Causality $\neq$ Invariance: Function and Concept Vectors in LLMs
Gustaw Opie{\l}ka, Hannes Rosenbusch, Claire E. Stevenson

TL;DR
This paper investigates how large language models represent concepts, revealing that Function Vectors are input-format dependent while Concept Vectors offer more stable, cross-format representations, with implications for model understanding and generalization.
Contribution
The study introduces Concept Vectors as a more stable concept representation in LLMs, contrasting with Function Vectors, and analyzes their emergence, differences, and generalization capabilities.
Findings
FVs are nearly orthogonal across different input formats.
CVs are more stable and generalize better out-of-distribution.
FVs excel in in-distribution, format-matched scenarios.
Abstract
Do large language models (LLMs) represent concepts abstractly, i.e., independent of input format?
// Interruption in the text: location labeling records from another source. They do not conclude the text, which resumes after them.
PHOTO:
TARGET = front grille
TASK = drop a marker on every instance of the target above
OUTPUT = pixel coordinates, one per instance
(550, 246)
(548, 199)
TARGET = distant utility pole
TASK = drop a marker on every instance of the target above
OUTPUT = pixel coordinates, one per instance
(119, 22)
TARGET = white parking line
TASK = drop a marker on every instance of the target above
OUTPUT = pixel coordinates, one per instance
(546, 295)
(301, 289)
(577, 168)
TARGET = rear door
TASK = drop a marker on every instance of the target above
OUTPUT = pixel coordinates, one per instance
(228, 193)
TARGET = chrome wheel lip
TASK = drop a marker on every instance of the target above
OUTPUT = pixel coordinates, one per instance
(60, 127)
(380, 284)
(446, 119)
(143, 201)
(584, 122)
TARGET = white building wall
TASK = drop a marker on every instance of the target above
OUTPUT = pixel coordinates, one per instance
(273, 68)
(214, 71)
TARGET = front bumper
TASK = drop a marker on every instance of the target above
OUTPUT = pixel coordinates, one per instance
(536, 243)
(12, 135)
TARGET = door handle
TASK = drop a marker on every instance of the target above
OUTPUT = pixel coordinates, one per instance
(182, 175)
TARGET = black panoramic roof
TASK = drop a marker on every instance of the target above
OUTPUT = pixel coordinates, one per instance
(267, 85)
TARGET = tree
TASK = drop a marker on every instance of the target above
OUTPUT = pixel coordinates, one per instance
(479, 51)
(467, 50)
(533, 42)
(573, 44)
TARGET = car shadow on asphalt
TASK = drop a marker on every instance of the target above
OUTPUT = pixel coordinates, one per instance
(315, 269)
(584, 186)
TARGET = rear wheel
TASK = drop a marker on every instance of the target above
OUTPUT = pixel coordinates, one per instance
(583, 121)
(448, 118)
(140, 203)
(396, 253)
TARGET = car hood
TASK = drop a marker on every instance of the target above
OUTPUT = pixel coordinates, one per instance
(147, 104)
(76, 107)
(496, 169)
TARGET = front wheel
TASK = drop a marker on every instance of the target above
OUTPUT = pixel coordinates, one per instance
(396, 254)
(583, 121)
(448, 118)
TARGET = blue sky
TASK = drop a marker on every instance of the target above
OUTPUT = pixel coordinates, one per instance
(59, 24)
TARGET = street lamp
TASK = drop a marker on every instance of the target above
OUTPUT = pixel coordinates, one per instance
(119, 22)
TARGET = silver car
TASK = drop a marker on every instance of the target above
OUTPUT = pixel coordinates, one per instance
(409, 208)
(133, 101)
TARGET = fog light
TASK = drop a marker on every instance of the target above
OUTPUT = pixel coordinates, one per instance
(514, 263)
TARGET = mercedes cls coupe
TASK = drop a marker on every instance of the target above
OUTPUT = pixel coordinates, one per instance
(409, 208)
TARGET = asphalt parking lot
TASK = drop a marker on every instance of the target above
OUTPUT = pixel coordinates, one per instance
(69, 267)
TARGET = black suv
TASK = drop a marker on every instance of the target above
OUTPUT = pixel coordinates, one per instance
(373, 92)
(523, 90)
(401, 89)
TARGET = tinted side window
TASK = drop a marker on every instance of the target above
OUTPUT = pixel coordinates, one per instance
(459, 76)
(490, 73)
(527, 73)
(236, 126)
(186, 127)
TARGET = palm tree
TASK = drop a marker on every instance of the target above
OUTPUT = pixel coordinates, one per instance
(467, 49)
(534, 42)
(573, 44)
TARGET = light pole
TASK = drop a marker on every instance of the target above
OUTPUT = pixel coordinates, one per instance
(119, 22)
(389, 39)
We revisit Function Vectors (FVs), compact representations of in-context learning (ICL) tasks that causally drive task performance. Across multiple LLMs, we show that FVs are not fully invariant: FVs are nearly orthogonal when extracted from different input formats (e.g., open-ended vs. multiple-choice), even if both target the same concept. We identify Concept Vectors (CVs), which carry more stable concept representations. Like FVs, CVs are composed of attention head outputs; however, unlike FVs, the constituent heads are selected using Representational Similarity Analysis (RSA) based on whether they encode concepts consistently across input formats. While these heads emerge in similar layers to FV-related heads, the two sets are largely distinct, suggesting different underlying…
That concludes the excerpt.